T-lymphocyte blood cell infected with HIV

Microcosmos

To make big changes in the world, think small. Very small.

By Brian W. Simpson, Kristi K. Birch and Rod Graham

This is a story about scale. The human immunodeficiency virus (HIV) is just 0.1 microns in diameter, about 900 times smaller than the width of a human hair.

Yet this year alone, the virus will kill 3 million people. DNA, the twisted ladder so vital to human life, is a molecule packed in the nucleus of every human cell. Individual proteins—those minute engines that drive every function in the human body—are smaller still.

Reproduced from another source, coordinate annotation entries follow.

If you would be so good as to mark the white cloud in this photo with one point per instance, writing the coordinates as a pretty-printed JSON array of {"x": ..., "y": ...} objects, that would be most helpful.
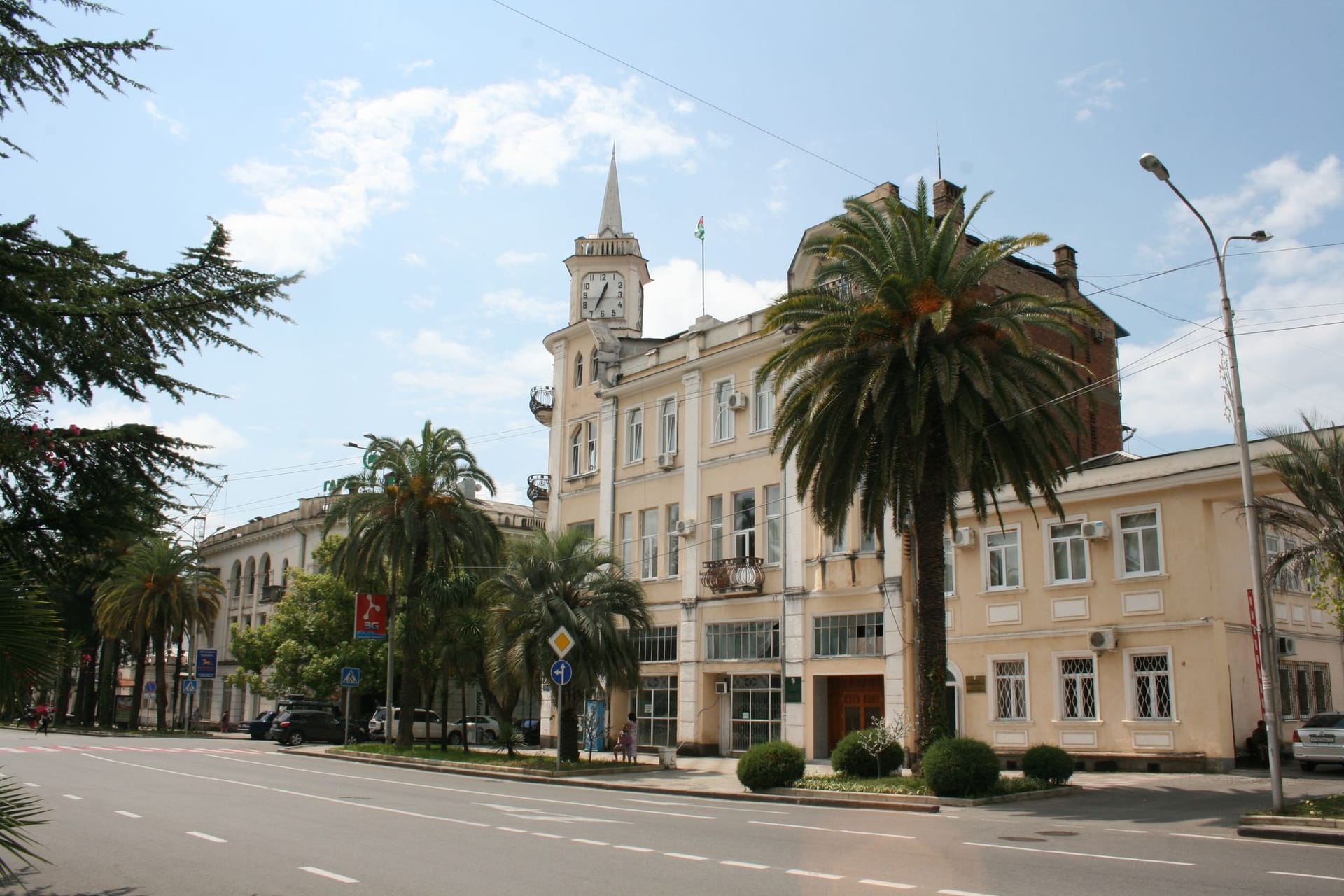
[
  {"x": 672, "y": 300},
  {"x": 362, "y": 155}
]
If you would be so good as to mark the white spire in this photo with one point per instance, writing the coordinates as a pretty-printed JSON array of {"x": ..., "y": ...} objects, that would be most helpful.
[{"x": 610, "y": 222}]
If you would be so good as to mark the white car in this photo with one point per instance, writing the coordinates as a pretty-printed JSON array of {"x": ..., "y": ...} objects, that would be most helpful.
[{"x": 1320, "y": 741}]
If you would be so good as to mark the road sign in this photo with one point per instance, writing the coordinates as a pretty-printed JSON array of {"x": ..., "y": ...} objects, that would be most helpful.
[
  {"x": 371, "y": 615},
  {"x": 561, "y": 643},
  {"x": 561, "y": 672}
]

Public health, which measures health needs and successes on global scales, is now more than ever directing its gaze down to the genes and proteins, the bacteria and viruses that make and unmake human life. These tiny players in human health are being poked, prodded and quantified in ways unimagined even a decade ago.

“The last 20 years the focus has been on disease caused by problems in single genes or by a single infectious agent,” says Sharon Krag, PhD, associate dean for Graduate Education and Research. “In the next 20 years, we are really going to make a strong difference in diseases caused by many genes and proteins, and all sorts of interactions with the environment. It’s going to be exciting as hell. I’m looking forward to it.”

Although few other schools of public health have any basic laboratory research activity, bench science has been an integral part of the School from the beginning. But for Dean Alfred Sommer, MD, MHS ’73, the most vital reason for continuing molecular-level research is that it creates important synergies with the Bloomberg School’s population-level research. “All of science needs data,” says Sommer. “The population sciences need basic science to provide biological insights about the population.” In the past, researchers quizzed people about family members’ health or the individual’s diet and smoking history. In the future, they will glean insights from genes and proteins that reveal much more about an individual’s risk and an entire population’s health. 

The challenge is to deliver on the immense promise of this emerging science, to achieve the breakthroughs that advance medical research to the next level. “You can’t predict those,” says Sommer. “All you can do is have the best people working on the most important problems to the greatest degree they can. And those insights will occur—earlier and with more frequency than they otherwise would have.”

To improve health in the world, scientists at the Bloomberg School and elsewhere first must learn the secrets of the microcosmos—the small, mysterious worlds of DNA, proteins, bacteria, parasites and viruses.